Betreff: Stellungnahme zur Kritik der Universität Hohenheim am Paragrafen 30a des Hochschulgesetzes

Der Verein Menschen für Tierrechte Baden-Württemberg begrüßt die Änderung des Hochschulgesetzes, insbesondere die Ergänzung §30a Tierschutz in der Lehre

(lifePR) ( Stuttgart, )
Qualität der Ausbildung profitiert von tierfreien Methoden

Die Sorge der Universität Hohenheim, dass ein Verzicht auf getötete Tiere in der wissenschaftlichen Ausbildung negative Auswirkungen auf die Qualität der Ausbildung hat, ist auf Basis wissenschaftlicher Studien nicht haltbar. Es liegen bereits viele Studien vor, die die Effektivität alternativer Lehrmethoden mit der von Tierversuchen verglichen haben.
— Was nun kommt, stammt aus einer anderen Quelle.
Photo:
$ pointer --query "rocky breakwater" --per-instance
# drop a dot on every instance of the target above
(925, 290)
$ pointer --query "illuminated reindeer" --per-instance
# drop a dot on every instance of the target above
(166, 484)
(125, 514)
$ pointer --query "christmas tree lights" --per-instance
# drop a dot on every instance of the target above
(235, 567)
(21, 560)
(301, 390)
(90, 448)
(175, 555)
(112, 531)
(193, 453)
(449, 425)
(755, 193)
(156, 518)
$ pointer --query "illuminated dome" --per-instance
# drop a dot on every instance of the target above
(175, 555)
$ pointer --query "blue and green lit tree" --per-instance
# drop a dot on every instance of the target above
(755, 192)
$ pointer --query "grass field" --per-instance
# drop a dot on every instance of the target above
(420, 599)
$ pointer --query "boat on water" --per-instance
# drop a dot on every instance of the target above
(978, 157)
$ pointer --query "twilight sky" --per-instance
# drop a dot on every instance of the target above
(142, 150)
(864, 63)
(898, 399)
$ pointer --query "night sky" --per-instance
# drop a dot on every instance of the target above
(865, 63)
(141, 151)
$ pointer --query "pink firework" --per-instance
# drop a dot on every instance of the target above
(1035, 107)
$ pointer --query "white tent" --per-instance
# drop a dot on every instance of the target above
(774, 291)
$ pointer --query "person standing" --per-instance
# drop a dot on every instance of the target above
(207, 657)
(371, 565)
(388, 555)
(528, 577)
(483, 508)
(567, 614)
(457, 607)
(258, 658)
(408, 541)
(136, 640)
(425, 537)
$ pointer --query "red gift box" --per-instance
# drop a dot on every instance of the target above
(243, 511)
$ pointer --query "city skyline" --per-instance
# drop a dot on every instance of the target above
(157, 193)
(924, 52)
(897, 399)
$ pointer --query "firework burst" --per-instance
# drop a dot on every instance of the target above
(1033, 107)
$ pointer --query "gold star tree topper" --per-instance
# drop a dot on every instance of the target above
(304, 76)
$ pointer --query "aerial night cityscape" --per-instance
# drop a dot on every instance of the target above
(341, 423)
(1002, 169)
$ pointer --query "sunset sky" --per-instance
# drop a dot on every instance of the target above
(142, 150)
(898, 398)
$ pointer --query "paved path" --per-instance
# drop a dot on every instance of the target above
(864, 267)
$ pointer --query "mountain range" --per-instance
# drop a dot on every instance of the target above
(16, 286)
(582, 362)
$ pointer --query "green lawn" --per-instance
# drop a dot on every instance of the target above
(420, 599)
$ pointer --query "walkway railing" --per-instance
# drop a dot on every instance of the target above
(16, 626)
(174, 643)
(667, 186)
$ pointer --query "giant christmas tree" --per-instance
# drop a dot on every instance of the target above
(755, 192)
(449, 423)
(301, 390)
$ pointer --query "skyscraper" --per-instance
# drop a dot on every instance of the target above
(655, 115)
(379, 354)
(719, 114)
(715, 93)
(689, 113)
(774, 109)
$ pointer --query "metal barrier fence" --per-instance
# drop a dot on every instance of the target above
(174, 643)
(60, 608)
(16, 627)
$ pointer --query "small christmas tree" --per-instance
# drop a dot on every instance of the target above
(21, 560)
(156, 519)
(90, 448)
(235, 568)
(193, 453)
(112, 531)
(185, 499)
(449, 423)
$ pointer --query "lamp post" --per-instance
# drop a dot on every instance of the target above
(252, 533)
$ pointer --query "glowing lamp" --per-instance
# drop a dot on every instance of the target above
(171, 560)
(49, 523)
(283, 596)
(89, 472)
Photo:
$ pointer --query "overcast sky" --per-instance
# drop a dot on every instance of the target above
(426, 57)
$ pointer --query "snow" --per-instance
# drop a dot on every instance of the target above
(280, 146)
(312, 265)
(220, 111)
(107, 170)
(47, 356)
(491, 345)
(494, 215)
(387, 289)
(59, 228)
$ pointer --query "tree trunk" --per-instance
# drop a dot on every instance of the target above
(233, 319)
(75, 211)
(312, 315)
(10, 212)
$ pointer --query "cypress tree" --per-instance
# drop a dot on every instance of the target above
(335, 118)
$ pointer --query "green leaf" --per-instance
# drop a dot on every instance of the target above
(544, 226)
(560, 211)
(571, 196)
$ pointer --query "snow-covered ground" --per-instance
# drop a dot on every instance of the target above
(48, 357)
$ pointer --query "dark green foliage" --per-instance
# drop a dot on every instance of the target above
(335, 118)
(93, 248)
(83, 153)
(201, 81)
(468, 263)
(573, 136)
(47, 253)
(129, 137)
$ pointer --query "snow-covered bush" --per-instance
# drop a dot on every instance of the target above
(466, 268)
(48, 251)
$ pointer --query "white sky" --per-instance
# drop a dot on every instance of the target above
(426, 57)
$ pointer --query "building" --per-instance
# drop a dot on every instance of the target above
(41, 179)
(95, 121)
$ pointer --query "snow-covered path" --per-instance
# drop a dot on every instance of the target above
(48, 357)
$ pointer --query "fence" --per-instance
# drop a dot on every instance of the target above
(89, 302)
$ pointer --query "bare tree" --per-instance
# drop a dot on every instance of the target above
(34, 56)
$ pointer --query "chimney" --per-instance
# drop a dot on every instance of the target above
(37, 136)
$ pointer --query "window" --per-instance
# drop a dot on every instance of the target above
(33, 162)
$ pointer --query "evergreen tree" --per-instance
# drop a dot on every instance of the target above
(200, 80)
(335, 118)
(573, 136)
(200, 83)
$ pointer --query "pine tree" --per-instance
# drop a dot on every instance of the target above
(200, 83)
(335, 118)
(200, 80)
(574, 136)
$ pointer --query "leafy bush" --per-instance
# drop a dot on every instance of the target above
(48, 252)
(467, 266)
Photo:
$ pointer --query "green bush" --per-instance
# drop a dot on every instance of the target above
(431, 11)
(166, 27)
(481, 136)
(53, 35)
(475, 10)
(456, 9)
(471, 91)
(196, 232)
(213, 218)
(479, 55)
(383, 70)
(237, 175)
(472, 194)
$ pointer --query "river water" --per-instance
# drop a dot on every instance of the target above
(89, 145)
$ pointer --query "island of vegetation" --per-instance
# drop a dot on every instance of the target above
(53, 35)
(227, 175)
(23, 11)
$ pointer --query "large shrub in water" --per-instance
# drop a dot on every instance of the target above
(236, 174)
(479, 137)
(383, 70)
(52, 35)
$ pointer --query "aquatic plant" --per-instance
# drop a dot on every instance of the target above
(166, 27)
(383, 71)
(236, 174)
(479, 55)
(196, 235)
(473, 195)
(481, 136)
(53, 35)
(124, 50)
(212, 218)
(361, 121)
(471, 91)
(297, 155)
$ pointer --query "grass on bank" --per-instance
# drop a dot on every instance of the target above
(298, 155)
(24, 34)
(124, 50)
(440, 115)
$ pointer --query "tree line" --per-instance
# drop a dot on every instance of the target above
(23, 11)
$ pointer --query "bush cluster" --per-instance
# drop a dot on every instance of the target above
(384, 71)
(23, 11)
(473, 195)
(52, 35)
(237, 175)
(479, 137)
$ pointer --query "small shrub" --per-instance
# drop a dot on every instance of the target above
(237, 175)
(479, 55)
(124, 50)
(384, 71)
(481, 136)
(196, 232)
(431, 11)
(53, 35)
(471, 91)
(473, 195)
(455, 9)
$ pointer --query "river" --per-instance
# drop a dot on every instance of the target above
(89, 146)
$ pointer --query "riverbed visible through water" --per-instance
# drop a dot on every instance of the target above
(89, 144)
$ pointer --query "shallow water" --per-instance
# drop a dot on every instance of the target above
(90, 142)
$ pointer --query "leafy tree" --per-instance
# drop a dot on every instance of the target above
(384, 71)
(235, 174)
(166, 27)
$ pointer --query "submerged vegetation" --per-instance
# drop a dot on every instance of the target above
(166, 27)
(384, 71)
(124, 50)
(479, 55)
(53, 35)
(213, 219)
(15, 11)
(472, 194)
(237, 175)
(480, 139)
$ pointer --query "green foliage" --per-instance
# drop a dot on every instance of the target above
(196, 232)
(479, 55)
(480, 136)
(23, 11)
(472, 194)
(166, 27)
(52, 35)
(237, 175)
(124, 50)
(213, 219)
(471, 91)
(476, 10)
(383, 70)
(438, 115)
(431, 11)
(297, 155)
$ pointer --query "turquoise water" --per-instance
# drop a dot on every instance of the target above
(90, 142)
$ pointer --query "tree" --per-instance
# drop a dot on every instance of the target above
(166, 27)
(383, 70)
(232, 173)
Operationen während der Ausbildung zum Tierarzt, sind einer der Bereiche, in denen Versuchstieren oft das größte Leid zugefügt wird. Hier finden sich mindestens neun verschiedene Studien, in denen Tierärzte während ihrer Ausbildung auf ihre Fertigkeiten verglichen wurden. Für Studenten der Tiermedizin allgemein gibt es mindestens 11 Studien. So studierte innerhalb dieser Studien jeweils eine Gruppe mit humanen Methoden, wie Modellen, Operationssimulatoren oder Kadavern. Die andere Gruppe erhielt eine konventionelle Unterrichtung inklusive Versuchen an lebenden Tieren. In diesen 11 Studien, zeigten sich in 45,5 % (5/11) überlegene Kenntnisse in der Gruppe der alternativ unterrichteten Veterinärstudenten. So waren diese Studenten schneller, verfügten über mehr Wissen oder zeigten bessere Handfertigkeiten. In 45,5 % der Fälle wurden gleichwertige Ergebnisse erzielt und lediglich in einer Studie (9,1 %) zeigten die mit Tierversuchen unterrichteten Studenten bessere Ergebnisse.

Ebenso gibt es mindestens 21 Studien, die sich mit Tierversuchen in anderen Ausbildungsbereichen befasst haben. Vierzehn von diesen Studien befassen sich mit Studenten der Biologie, Medizin, Pflege, Pharmakologie, Physiologie und Psychologie. In 35,7 % (5/14) dieser Studien, wiesen die Studenten, die mit humanen Methoden unterrichtet wurden, überlegene Kenntnisse und Fähigkeiten auf. Gleichwertige Ergebnisse wurden bei 57,1 % (8/14) der Studenten festgestellt und nur eine Studie (7,1 %) fand unterlegene Kenntnisse in den mit humanen Methoden unterrichteten Studenten (1).

Zusammenfassend zeigen diese Studien, dass humane Unterrichtsmethoden keinen Nachteil in der Ausbildung bedeuten. Häufig scheinen Studenten davon sogar zu profitieren. Gründe dafür liegen auch darin, dass es für viele Studenten verstörend sein kann, Tieren bewusst Leid zuzufügen. Auch für diesen Bereich gibt es Studien, die auf psychische Belastungen hinweisen, aber auch eine zunehmende Verrohung und Respektlosigkeit gegenüber den lebenden Versuchsobjekten (2). Das ist besonders bei späteren Tierärzten eine sehr verstörende Eigenschaft, die durch den Einsatz von lebenden Tieren gefördert wird.

In Rheinland-Pfalz wurde das Hochschulgesetz bereits im Oktober 2020 geändert, was Menschen für Tierrechte sehr begrüßt. Nun ist es wichtig, sich diese Reform als Vorbild zu nehmen.

Menschen für Tierrechte hofft, mit diesen Studien die Universität Hohenheim sowie die CDU-Landtagsfraktion zuversichtlich zu stimmen, in Zukunft den Weg für eine tierleidfreie Lehre zu ebnen. Auch möchten wir an dieser Stelle nochmal auf unseren Leitfaden verweisen, welcher bei der Einrichtung eines Spenderprogramms für Tierkörper genutzt werden kann: http://www.satis-tierrechte.de/alternativen/spendertiere/

Quellen


Knight, A. (2011). The costs and benefits of animal experiments. Basingstoke, UK: Palgrave Macmillan.
Woon, S. (2012). A veterinary student’s perspective on educational animal use and the potential for humane alternatives. ALTEX Proceedings.